There was a six month period where it was essentially go with the flow "better man" type stuff. I'm not buying her flowers all the time just occasionally. I'm not following her around like a puppy dog saying "Do you love me?" I stopped saying or writing ILY months ago so in many ways I've done a lot of the 180 steps already. During that six months it was very cool temp on my part just trying to see what changes would happen.

Then we got into a conversation and I noticed it was all the same old stuff. Plus it had beEn going on another three month period sans sex. So I decided to try a different approach.

I pretty much told her talking was over. We heard each other and need to figure out if we are moving closed or further apart to divorce and left it hanging.

Then I read NMMNG and say the celibacy test. I decided to try that and guess what it worked. Some of her "wall" came down and I wasn't acting any different still doing just over 1/2 of the housework, upbeat and happy.

Then she disrespected me and gave me an opportunity to throw some reality check her way and restate my sexual desire level that I thought was middle of our frequency. Left that hanging.

Now I did a 180 due to lack of results in my mind this weekend we should have gotten busy. 

Yes I have asked her if she is committed to our marriage about 1.5 years ago...the answer was Yes most definitely. 

If she comes to me to talk i can ask her again... pretty sure the same answer. Although I like the follow ups.

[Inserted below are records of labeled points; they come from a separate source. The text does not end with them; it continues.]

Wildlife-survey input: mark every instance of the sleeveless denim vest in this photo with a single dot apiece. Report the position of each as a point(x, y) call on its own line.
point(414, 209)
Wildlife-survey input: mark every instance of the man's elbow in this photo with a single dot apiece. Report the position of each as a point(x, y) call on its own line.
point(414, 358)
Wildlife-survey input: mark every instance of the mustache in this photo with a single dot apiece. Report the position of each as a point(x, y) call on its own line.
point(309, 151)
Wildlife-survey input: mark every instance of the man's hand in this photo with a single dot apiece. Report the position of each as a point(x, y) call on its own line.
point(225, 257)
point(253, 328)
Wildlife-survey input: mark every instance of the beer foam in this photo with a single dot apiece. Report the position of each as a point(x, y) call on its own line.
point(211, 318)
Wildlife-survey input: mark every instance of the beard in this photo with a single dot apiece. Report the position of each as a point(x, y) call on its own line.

I'm cutting out the extra nice stuff as part of the 180. As that might have been too much
based on her return.

I still think its working just taking a bit longer than I thought.


----------



## I'mInLoveWithMyHubby (Nov 7, 2011)

Yes, I pretty much need it daily. 

My husband is my best friend. He sits and listens to me with his full attention and responds when I'm talking to him. He tells me his most inner dreams and desires frequently. My husband is very kind and caring. He always puts my needs before his. He helps out with a positive attitude whatever I ask him to help. Most importantly my husband is very affocinate with me, which I need. He takes time every night without the kids interrupting to talk, hold hands and snuggle with me. My husband is always upbeat and happy/smiling everyday through out the day. We all love it when he is home and were together. My husband never turns me down ever when I initiate, even if it's everyday. He says "I love you" everyday.

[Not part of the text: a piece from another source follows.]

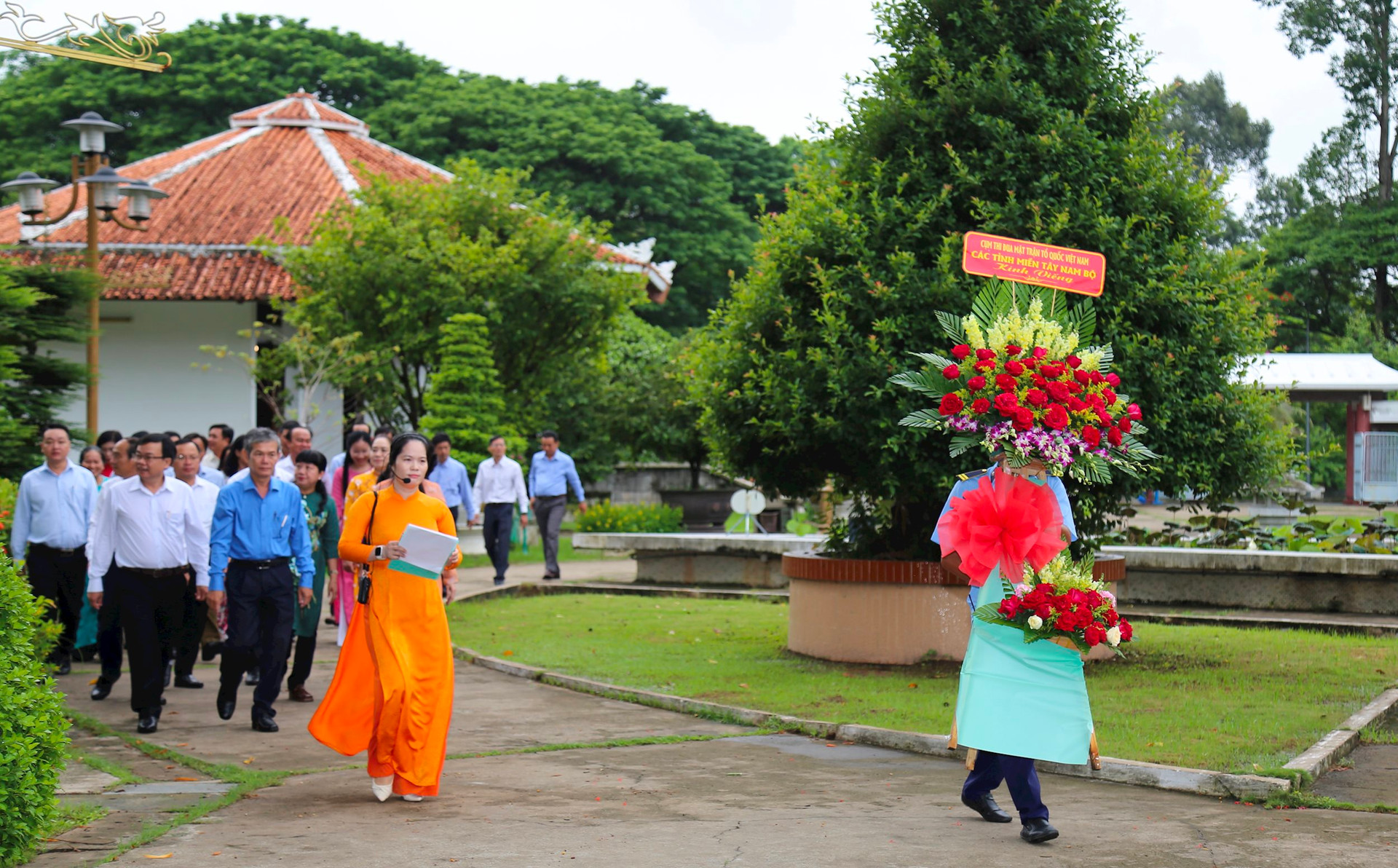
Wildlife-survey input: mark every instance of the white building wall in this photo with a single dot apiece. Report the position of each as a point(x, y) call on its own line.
point(156, 376)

We never argue. In the last 13 years, he has never raised his voice towards me. We have been married 12 wonderful years. Neither one of us ever nag at one another. It's amazing how well we get along day after day. We are never annoyed with each other. I'm the luckiest woman to have him as my husband. My husband puts a lot of effort in our marriage and raising our children. I do let him know how much I appreciate everything he does for the kids and I.
_Posted via Mobile Device_


----------